MANDOC_HTML(3) | Library Functions Manual | MANDOC_HTML(3) |
mandoc_html
—
internals of the mandoc HTML formatter
#include
<sys/types.h>
#include
"mandoc.h"
#include
"roff.h"
#include
"out.h"
#include
"html.h"
void
print_gen_decls
(struct
html *h);
void
print_gen_comment
(struct
html *h, struct roff_node
*n);
void
print_gen_head
(struct
html *h);
struct tag *
print_otag
(struct html *h,
enum htmltag tag, const char
*fmt, ...);
void
print_tagq
(struct html *h,
const struct tag *until);
void
print_stagq
(struct html *h,
const struct tag *suntil);
void
html_close_paragraph
(struct
html *h);
enum roff_tok
html_fillmode
(struct html *h,
enum roff_tok tok);
int
html_setfont
(struct html *h,
enum mandoc_esc font);
void
print_text
(struct html *h,
const char *word);
void
print_tagged_text
(struct html
*h, const char *word, struct
roff_node *n);
char *
html_make_id
(const struct roff_node
*n, int unique);
struct tag *
print_otag_id
(struct html *h,
enum htmltag tag, const char
*cattr, struct roff_node *n);
void
print_endline
(struct
html *h);
The mandoc HTML formatter is not a formal library. However, as it is compiled into more than one program, in particular mandoc(1) and man.cgi(8), and because it may be security-critical in some contexts, some documentation is useful to help to use it correctly and to prevent XSS vulnerabilities.
The formatter produces HTML output on the standard output. Since
proper escaping is usually required and best taken care of at one central
place, the language-specific formatters (*_html.c,
see FILES) are not supposed to print
directly to stdout
using functions like
printf(3),
putc(3),
puts(3), or
write(2). Instead,
they are expected to use the output functions declared in
html.h and implemented as part of the main HTML
formatting engine in html.c.
These structures are declared in html.h.
The function
print_gen_decls
()
prints the opening ⟨!DOCTYPE
⟩
declaration.
The function
print_gen_comment
()
prints the leading comments, usually containing a Copyright notice and
license, as an HTML comment. It is intended to be called right after opening
the ⟨HTML
⟩ element.
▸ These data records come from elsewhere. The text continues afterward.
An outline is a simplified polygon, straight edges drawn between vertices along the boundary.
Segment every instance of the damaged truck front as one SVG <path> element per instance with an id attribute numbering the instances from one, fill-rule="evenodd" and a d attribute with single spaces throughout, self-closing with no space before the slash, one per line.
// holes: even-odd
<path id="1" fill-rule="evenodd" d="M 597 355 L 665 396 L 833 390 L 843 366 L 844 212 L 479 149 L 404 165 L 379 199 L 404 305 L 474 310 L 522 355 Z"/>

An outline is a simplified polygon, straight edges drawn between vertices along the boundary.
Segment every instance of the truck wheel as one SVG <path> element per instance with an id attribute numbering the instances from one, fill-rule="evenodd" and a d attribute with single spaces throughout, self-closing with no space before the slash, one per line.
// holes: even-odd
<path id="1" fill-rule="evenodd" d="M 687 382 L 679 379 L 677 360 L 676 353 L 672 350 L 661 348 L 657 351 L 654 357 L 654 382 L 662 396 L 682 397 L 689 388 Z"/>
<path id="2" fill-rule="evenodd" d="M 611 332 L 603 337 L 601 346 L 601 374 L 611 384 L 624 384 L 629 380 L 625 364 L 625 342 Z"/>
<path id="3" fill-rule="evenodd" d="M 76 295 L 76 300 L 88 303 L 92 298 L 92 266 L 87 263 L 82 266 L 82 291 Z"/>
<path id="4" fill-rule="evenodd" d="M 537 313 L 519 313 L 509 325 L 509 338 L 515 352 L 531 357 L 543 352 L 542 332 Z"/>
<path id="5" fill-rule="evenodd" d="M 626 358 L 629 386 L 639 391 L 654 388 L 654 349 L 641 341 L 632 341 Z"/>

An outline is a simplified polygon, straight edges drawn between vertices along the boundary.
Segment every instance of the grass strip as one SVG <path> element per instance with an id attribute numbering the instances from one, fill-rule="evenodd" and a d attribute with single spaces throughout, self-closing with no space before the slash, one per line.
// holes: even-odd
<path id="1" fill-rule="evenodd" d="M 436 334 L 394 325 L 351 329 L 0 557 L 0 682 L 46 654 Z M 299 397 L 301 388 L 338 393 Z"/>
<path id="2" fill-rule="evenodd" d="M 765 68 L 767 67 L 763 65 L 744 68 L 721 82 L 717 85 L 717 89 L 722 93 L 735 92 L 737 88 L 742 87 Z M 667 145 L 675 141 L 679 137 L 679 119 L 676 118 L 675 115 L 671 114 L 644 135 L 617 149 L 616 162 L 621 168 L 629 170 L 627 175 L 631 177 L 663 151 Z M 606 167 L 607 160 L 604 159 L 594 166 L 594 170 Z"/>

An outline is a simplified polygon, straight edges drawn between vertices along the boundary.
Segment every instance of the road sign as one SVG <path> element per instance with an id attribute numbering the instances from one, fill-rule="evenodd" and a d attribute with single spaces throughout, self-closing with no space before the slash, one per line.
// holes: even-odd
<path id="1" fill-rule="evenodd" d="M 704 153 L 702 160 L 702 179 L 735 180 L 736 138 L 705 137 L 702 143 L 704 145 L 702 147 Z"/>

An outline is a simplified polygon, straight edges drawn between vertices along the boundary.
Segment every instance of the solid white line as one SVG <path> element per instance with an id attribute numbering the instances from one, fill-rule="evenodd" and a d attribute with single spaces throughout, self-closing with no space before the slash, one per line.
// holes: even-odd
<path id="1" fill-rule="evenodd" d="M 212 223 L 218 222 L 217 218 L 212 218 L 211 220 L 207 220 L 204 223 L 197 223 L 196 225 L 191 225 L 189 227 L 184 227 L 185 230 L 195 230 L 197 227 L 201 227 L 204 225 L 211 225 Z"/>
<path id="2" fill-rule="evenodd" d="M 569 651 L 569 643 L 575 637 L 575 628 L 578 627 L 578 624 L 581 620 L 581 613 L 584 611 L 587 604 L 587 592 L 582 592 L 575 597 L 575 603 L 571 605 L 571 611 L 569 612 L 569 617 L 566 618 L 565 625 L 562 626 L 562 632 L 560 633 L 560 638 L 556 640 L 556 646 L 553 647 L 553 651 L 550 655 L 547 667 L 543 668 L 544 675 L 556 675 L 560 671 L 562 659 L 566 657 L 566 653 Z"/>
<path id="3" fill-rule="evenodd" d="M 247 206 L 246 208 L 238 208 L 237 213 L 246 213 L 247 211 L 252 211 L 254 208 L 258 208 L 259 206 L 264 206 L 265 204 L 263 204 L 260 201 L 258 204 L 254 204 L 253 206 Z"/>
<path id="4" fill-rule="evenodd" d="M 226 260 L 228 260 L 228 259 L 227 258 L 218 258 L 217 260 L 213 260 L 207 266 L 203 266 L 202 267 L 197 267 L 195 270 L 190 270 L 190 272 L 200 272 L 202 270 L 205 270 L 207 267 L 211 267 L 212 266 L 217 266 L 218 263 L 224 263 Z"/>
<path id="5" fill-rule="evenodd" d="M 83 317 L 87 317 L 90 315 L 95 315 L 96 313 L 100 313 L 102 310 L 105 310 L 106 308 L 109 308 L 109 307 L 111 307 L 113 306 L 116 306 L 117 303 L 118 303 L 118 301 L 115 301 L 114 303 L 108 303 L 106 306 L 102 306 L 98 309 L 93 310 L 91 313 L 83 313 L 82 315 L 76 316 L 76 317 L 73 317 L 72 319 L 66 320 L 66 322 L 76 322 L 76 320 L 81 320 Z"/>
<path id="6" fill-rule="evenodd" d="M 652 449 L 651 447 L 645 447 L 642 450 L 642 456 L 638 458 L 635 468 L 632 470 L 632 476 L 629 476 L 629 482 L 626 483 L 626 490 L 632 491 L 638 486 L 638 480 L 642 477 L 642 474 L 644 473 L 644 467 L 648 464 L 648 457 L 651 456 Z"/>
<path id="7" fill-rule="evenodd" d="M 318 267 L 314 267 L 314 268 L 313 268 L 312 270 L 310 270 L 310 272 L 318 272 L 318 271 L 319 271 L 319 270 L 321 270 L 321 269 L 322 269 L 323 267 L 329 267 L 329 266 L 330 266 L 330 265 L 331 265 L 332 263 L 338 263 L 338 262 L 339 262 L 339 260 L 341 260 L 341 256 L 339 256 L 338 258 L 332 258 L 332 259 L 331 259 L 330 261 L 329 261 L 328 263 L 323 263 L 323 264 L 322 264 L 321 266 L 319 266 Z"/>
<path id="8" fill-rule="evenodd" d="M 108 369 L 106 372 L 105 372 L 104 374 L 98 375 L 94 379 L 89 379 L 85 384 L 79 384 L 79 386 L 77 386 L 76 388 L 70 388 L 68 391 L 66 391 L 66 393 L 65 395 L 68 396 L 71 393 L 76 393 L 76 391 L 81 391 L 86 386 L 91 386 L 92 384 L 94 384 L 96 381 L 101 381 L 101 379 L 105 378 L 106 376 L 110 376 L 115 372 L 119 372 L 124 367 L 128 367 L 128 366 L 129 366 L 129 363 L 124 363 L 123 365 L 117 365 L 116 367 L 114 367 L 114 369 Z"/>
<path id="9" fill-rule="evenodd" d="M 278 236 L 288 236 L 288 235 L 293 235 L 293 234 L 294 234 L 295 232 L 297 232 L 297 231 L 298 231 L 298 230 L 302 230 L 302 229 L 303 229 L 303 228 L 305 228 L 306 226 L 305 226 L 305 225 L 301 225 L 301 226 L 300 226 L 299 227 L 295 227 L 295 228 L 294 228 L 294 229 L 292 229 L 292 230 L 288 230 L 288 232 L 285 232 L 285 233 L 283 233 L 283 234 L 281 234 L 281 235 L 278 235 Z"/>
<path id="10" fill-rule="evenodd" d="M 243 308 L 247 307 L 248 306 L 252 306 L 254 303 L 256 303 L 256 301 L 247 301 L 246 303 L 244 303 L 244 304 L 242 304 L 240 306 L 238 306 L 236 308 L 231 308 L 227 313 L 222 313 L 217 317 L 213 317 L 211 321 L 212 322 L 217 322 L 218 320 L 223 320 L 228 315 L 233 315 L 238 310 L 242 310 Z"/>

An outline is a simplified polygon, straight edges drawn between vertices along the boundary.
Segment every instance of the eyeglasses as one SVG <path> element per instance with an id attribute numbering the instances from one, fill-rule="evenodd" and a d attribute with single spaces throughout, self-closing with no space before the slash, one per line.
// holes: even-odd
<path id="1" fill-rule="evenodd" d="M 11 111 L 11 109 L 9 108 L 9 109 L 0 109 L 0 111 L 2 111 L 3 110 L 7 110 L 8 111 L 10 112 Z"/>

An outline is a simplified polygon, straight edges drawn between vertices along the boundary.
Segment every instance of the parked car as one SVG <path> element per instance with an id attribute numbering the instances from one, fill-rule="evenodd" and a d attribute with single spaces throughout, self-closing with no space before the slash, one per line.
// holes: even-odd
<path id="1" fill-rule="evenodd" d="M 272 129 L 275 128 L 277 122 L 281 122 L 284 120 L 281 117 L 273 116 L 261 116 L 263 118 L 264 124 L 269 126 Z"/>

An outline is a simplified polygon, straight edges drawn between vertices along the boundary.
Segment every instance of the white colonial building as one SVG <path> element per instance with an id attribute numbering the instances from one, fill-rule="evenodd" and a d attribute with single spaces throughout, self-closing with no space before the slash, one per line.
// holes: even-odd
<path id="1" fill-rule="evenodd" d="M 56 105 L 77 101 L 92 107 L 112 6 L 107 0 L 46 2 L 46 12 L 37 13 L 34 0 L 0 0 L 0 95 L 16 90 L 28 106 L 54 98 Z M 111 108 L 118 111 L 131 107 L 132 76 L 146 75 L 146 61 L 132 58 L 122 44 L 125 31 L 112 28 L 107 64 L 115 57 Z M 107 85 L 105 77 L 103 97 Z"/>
Pass the first
ROFFT_COMMENT
node in n.
The function
print_gen_head
()
prints the opening ⟨META
⟩ and
⟨LINK
⟩ elements for the document
⟨HEAD
⟩, using the
style member of h unless that is
NULL
. It uses print_otag
()
which takes care of properly encoding attributes, which is relevant for the
style link in particular.
The function
print_otag
()
prints the start tag of an HTML element with the name
tag, optionally including the attributes specified by
fmt. If fmt is the empty string,
no attributes are written. Each letter of fmt
specifies one attribute to write. Most attributes require one
char * argument which becomes the value of the
attribute. The arguments have to be given in the same order as the attribute
letters. If an argument is NULL
, the respective
attribute is not written.
c
class
attribute.h
href
attribute. This attribute letter can
optionally be followed by a modifier letter. If followed by
R
, it formats the link as a local one by prefixing
a ‘#’ character. If followed by I
,
it interpretes the argument as a header file name and generates a link
using the mandoc(1)
-O
includes
option. If
followed by M
, it takes two arguments instead of
one, a manual page name and section, and formats them as a link to a
manual page using the
mandoc(1)
-O
man
option.i
id
attribute.?
NULL
.s
style
attribute. If present, it must be
the last format letter. It requires two char *
arguments. The first is the name of the style property, the second its
value. The name must not be NULL
. The
s
fmt letter can be
repeated, each repetition requiring an additional pair of
char * arguments.print_otag
()
uses the private function
print_encode
()
to take care of HTML encoding. If required by the element type, it remembers
in h that the element is open. The function
print_tagq
()
is used to close out all open elements up to and including
until;
print_stagq
()
is a variant to close out all open elements up to but excluding
suntil. The function
html_close_paragraph
()
closes all open elements that establish phrasing context, thus returning to
the innermost flow context.
The function
html_fillmode
()
switches to fill mode if want is
ROFF_fi
or to no-fill mode if
want is ROFF_nf
. Switching
from fill mode to no-fill mode closes the current paragraph and opens a
⟨PRE
⟩ element. Switching in the
opposite direction closes the ⟨PRE
⟩
element, but does not open a new paragraph. If want
matches the mode that is already active, no elements are closed nor opened.
If want is TOKEN_NONE
, the
mode remains as it is.
The function
html_setfont
()
selects the font, which can be
ESCAPE_FONTROMAN
,
ESCAPE_FONTBOLD
,
ESCAPE_FONTITALIC
,
ESCAPE_FONTBI
, or
ESCAPE_FONTCW
, for future text output and internally
remembers the font that was active before the change. If the
font argument is
ESCAPE_FONTPREV
, the current and the previous font
are exchanged. This function only changes the internal state of the
h object; no HTML elements are written yet. Subsequent
text output will write font elements when needed.
The function
print_text
()
prints HTML element content. It uses the private function
print_encode
()
to take care of HTML encoding. If the document has requested a non-standard
font, for example using a roff(7)
\f
font escape sequence,
print_text
() wraps word in an
HTML font selection element using the print_otag
()
and print_tagq
() functions.
The function
print_tagged_text
()
is a variant of print_text
() that wraps
word in an ⟨A
⟩
element of class "permalink" if n is not
NULL
and yields a segment identifier when passed to
html_make_id
().
The function
html_make_id
()
allocates a string to be used for the id
attribute
of an HTML element and/or as a segment identifier for a URI in an
⟨A
⟩ element. If
n contains a tag attribute, it
is used; otherwise, child nodes are used. If n is an
Sh
, Ss
,
Sx
, SH
, or
SS
node, the resulting string is the concatenation
of the child strings; for other node types, only the first child is used.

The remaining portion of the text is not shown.